Scientific name: Corvus brachyrhynchos
Common name: American Crow
(This information was compiled by Aaron Serene for Biology 220W in Spring 2000 at Penn State New Kensington)
The American crow is an obvious (and often loud!) avian species that inhabits a variety of habitat areas in and around the Penn State New Kensington Nature Trail. The American crow is a large (17 to 21 inches long with a wing span up to three feet), chunky, black bird that is found in the form of a variety of interbreeding sub-species all across North America.
Crows are seldom seen alone. In the non-breeding part of the year (fall through the winter) they form large, communal flocks of hundreds to thousands of individuals. Smaller sub-groups of these communal flocks daily forage out across the countryside sometimes traveling as far as thirty miles from a central roosting area. During the breeding season (spring to late summer) the crows form smaller, familial flocks but still forage in small groups daily searching for food. The flocks, especially the very large non-breeding flocks, establish distinct "pre-roosting areas" within which they engage in a variety of energetic vocal and flight communication behaviors (often to the dismay of humans in the immediate area!) before retiring to their true "roosting areas". Communication between individuals in the foraging groups and within the larger roosting flocks is a very important aspect of crow biology. The remarkable and extensively documented intelligence of crows (their ability to solve food-gathering problems, to learn to mimic human vocalizations, to employ a variety of complex strategies to gather food etc) is thought to be a direct extension of their evolutionary success as a social, highly efficiently communicating species. Crows, by the way, have longer rearing and nurturing periods than other bird species. These "learning periods" are even longer than those observed in many mammal species. These nurturing periods can last up to a year and a half and enable the parental generation to pass along via a cultural information system extensive amounts of very functional survival information to their offspring.
American crows can be found residing in or moving through a great variety of ecological habitats. They seem to prefer a broad functional range that includes both fields (for grasses and seeds and for small vertebrate and invertebrate prey species) and woodlands (for night roosts and for protection). Human agricultural systems are especially favored by the American crow. Their negative impacts on grain crops etc can be extensive. It is estimated that in the United States the summed American crow population numbers over three billion individuals! Many states (including Pennsylvania) allow hunting of the crow to try to control its numbers.
Crows are thought to mate for life and engage in a richly complex set of courtship displays. Breeding flocks, as previously mentioned, are small and typically consist of a breeding pair and the offspring from the previous years. Nests are constructed in the crotches of trees ten to seventy feet above the ground. Both the male and the female participate in nest construction. The nest is 22 to 26 inches in diameter and is constructed of a variety of plant debris (sticks, vines, coarse grasses etc) and lined with softer materials (like hair, finer grasses and feathers). Broods consist of 4 to 5 eggs which hatch after 18 days of incubation. At five weeks the nestlings are ready to fledge. A breeding pair can have two broods per season.
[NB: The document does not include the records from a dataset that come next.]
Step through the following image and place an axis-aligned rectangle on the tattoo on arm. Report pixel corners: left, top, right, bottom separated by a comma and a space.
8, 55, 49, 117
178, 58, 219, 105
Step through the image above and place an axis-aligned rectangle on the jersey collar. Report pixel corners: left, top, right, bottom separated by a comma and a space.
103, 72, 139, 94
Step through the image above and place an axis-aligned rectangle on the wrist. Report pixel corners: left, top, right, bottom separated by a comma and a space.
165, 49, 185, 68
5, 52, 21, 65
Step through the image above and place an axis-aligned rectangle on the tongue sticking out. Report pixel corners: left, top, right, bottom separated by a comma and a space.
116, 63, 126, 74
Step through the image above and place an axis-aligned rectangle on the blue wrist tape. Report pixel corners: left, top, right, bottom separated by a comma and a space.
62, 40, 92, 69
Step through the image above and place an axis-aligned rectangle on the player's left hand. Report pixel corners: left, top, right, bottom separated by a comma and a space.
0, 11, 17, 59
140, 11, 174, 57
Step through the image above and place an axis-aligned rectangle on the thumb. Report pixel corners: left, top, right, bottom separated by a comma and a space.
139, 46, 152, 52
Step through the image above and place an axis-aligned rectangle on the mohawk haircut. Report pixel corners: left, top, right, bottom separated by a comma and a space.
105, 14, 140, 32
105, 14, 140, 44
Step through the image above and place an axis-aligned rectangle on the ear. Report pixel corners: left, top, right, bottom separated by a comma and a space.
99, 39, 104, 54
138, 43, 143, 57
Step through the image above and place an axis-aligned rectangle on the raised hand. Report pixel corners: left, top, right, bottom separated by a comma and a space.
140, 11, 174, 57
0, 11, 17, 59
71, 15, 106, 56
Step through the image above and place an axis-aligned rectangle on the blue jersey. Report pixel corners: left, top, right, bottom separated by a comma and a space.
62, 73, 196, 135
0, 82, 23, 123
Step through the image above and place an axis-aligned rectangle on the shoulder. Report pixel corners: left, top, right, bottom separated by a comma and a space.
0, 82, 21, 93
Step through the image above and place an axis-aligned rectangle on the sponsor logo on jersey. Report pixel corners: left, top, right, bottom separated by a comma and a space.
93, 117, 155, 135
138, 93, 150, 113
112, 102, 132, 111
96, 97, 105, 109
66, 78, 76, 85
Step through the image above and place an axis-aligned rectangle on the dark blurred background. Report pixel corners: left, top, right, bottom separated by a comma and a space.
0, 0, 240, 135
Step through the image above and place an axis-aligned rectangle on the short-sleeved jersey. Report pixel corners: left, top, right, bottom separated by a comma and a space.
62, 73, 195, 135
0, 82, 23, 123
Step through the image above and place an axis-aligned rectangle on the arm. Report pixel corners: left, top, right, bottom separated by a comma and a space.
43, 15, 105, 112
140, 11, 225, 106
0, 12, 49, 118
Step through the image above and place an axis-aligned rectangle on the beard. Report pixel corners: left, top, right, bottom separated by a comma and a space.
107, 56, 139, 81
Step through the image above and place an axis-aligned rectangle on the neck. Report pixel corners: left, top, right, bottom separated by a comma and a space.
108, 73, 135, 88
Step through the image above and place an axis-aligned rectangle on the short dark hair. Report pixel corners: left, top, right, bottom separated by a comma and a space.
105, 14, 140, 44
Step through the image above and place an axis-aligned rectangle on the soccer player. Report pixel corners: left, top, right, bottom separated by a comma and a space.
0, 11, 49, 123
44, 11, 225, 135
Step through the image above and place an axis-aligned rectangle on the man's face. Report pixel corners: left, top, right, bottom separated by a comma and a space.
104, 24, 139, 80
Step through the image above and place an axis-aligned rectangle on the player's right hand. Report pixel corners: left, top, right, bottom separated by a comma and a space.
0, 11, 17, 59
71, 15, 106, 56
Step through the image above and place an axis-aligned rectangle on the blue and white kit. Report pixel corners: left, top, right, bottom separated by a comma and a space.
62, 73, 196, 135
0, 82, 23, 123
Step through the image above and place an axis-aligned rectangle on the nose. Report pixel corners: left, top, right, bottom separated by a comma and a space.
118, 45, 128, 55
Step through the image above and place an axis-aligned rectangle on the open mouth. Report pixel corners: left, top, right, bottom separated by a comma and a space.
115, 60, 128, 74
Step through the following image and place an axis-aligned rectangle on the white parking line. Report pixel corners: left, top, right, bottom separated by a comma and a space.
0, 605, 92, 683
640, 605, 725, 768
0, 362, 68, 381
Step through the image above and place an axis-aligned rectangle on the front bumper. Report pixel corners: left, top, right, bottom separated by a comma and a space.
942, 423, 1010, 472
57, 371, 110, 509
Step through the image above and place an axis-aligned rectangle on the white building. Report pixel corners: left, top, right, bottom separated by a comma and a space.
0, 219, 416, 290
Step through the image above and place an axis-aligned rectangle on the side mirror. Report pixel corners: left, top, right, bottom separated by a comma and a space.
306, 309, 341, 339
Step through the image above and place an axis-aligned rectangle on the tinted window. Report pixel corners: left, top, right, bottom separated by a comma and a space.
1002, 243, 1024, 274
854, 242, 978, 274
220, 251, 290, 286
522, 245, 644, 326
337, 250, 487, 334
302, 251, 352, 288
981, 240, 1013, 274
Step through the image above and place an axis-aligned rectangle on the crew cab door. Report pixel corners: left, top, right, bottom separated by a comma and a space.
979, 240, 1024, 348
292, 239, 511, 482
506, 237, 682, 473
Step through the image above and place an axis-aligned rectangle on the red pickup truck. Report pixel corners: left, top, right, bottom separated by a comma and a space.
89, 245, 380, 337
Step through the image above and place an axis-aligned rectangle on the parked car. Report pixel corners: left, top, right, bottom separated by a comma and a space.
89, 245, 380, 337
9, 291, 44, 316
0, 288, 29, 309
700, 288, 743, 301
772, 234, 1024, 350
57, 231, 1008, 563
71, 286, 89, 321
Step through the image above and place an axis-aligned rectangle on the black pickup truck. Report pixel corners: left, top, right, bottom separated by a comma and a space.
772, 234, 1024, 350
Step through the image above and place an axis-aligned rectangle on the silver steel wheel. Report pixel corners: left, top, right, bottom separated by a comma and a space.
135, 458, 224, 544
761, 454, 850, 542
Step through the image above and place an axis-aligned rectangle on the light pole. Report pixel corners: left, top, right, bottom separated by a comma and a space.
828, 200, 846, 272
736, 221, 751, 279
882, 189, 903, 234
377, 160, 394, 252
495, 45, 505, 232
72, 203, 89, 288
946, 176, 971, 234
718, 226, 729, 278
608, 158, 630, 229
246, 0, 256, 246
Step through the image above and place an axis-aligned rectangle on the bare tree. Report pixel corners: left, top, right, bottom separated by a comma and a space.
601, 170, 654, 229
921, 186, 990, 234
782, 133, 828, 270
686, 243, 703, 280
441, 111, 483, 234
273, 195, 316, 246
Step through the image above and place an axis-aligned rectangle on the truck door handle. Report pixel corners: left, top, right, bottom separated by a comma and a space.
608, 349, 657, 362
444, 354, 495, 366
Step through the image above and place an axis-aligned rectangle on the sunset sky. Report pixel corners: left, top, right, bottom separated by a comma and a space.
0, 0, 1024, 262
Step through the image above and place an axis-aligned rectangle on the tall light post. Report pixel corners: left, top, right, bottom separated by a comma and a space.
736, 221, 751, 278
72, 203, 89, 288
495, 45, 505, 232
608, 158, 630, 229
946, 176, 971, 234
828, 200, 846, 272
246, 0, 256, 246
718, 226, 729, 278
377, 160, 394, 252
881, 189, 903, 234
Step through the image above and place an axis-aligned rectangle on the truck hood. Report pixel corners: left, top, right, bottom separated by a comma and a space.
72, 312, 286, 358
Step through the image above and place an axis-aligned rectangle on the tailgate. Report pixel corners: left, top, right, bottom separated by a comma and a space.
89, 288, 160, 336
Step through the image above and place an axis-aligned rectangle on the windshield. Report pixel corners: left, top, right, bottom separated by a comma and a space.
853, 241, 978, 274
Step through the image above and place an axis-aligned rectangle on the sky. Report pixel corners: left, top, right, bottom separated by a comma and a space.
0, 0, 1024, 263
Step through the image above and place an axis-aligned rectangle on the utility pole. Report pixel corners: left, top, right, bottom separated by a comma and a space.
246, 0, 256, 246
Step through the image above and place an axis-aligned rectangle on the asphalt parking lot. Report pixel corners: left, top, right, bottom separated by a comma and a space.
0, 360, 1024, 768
Crows eat a great variety of foods. Invertebrates (like grasshoppers, grubs, earthworms, caterpillars, etc) are consumed as they become seasonally abundant. Vertebrates (bird eggs, small birds, rodents) are eaten opportunistically or may even be actively hunted. Crows also consume carrion and are active scavengers of human garbage. Crows utilize their excellent vision to find and obtain their food. While hunting and feeding individuals of the flock take specialized jobs (some functioning lookouts, for example, while others of the flock feed). Vocal communications between individuals of the flocks are critical to the overall success of the foraging group. Complex hunting behaviors have also been observed in crows. Some these include mobs of crows driving rabbits from a field across a roadway. A percentage of the driven rabbits were hit by cars and were then consumed by the crows. Crows have also been observed actively interfering with other predators (like river otters) to distract them from their captured prey which the crows then appropriate for their own consumption. These behaviors are further examples of the group dynamics and extreme intelligence of this avian species.